Is privacy is on its deathbed in Facebook Era? - nickbilton
http://bits.blogs.nytimes.com/2011/12/11/privacy-fades-in-facebook-era/
With more people posting about themselves online, and search technology advancing, no one is private online anymore.
======
kd1220
What's the thing about article titles posing questions? The answer is always
"no."

My guess is during this decade, there will be a push toward becoming
inaccessible and exclusive. The internet club is a bit overcrowded and their
door policy has become lax. I wouldn't be surprised to see identity management
and personal automated PR agencies start springing up as a service. If you
can't filter yourself, just pay someone (or something) else to do it.

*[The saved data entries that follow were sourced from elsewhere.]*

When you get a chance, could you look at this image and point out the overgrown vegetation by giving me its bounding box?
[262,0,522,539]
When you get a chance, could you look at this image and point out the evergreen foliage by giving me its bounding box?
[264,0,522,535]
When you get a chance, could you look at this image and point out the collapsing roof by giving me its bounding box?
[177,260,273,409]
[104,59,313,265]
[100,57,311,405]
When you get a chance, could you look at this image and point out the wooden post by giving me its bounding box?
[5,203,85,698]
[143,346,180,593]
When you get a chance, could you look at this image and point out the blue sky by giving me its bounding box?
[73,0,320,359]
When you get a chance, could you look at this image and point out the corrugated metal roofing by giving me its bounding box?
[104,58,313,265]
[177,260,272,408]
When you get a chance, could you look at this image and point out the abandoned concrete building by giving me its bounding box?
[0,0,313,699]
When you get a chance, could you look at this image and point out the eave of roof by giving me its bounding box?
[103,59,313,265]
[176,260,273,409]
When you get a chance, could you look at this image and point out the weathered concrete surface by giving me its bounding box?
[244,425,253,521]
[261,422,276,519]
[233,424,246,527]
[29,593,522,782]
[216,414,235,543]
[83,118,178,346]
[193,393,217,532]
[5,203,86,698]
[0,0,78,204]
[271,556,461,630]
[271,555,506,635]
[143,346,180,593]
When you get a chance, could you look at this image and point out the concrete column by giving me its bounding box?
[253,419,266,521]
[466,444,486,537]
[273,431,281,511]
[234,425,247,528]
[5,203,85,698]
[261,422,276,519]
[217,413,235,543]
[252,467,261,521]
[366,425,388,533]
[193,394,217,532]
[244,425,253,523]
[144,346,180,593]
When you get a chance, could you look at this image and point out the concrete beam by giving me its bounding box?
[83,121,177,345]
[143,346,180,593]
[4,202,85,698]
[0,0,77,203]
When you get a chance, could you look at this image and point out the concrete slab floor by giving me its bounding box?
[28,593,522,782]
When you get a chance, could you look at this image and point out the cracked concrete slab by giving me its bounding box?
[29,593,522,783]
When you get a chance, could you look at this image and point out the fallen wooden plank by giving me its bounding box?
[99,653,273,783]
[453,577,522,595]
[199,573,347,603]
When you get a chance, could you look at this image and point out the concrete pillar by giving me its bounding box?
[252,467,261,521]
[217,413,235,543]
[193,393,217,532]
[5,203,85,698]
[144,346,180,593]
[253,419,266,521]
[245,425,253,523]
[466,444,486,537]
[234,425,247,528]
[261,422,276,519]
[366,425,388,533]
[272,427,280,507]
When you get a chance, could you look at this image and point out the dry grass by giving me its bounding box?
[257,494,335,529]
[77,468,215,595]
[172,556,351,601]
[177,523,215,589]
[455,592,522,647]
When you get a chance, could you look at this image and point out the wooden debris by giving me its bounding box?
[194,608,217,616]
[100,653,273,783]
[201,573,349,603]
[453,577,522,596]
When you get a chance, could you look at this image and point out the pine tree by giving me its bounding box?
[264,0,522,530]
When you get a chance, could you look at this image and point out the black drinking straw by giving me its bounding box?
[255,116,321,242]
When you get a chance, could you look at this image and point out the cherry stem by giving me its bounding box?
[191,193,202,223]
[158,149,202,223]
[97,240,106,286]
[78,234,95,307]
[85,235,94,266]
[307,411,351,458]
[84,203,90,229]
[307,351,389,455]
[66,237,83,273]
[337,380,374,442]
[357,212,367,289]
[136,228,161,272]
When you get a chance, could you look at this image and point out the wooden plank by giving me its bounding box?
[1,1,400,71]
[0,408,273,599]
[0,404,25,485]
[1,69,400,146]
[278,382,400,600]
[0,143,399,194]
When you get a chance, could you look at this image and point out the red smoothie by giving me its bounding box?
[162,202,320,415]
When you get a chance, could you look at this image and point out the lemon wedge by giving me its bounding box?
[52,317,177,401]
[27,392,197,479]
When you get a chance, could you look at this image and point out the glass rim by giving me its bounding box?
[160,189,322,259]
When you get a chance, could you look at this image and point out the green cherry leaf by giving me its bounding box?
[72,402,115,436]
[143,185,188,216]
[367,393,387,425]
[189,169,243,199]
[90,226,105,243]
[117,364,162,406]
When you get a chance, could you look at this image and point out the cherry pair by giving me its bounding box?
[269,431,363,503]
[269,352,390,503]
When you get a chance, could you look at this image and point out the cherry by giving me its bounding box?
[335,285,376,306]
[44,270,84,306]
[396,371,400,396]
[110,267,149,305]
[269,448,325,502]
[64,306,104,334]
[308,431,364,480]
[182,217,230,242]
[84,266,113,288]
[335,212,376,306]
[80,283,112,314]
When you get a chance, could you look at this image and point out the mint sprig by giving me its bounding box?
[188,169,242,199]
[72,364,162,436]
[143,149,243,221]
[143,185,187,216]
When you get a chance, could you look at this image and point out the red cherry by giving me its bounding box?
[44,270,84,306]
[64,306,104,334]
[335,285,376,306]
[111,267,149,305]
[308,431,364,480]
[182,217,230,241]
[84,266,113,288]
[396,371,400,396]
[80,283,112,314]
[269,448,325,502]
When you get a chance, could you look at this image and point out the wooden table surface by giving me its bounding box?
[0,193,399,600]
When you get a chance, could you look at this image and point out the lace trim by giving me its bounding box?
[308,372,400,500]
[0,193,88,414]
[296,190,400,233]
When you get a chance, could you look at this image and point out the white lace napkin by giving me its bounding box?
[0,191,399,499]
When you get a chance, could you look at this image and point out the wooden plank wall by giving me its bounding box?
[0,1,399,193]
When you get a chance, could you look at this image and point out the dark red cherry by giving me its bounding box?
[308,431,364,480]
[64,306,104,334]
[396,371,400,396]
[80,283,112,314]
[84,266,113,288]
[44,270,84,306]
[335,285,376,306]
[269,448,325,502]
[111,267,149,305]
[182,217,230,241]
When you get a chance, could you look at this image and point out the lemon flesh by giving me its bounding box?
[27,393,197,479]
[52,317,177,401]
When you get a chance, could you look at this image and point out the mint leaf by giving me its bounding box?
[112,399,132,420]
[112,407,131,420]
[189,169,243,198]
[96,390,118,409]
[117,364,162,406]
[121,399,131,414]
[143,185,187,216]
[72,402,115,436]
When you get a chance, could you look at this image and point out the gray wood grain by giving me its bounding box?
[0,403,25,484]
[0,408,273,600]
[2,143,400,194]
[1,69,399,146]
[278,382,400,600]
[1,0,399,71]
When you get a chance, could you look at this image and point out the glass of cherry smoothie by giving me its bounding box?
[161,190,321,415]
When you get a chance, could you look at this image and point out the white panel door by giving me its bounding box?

Major Domo Bot: "Do you really want to send this tweet: 'im soooo wasted on
teqiuza!!' to your business associates? I'd suggest editing it to 'Having a
great time in SoHo!'"

------
kiloaper
Privacy is now opt-in. Before now it was a case of information being too
inaccessible, too fragmented and meaningless. Facebook, automatic facial
recognition, tagging and all that has changed that. Now you have to political
ask someone not to upload the photo they took of you, you have to dig deep
into the Terms and Conditions of everything you sign up to, you have to untick
boxes everywhere, you have worry about data breaches etc. Privacy is now hard
work.

------
gallerytungsten
No, privacy is just under assault by a company that makes money on destroying
privacy, and selling your demographic data to marketers. I suspect that this
greed-oriented intrusion is a temporary condition.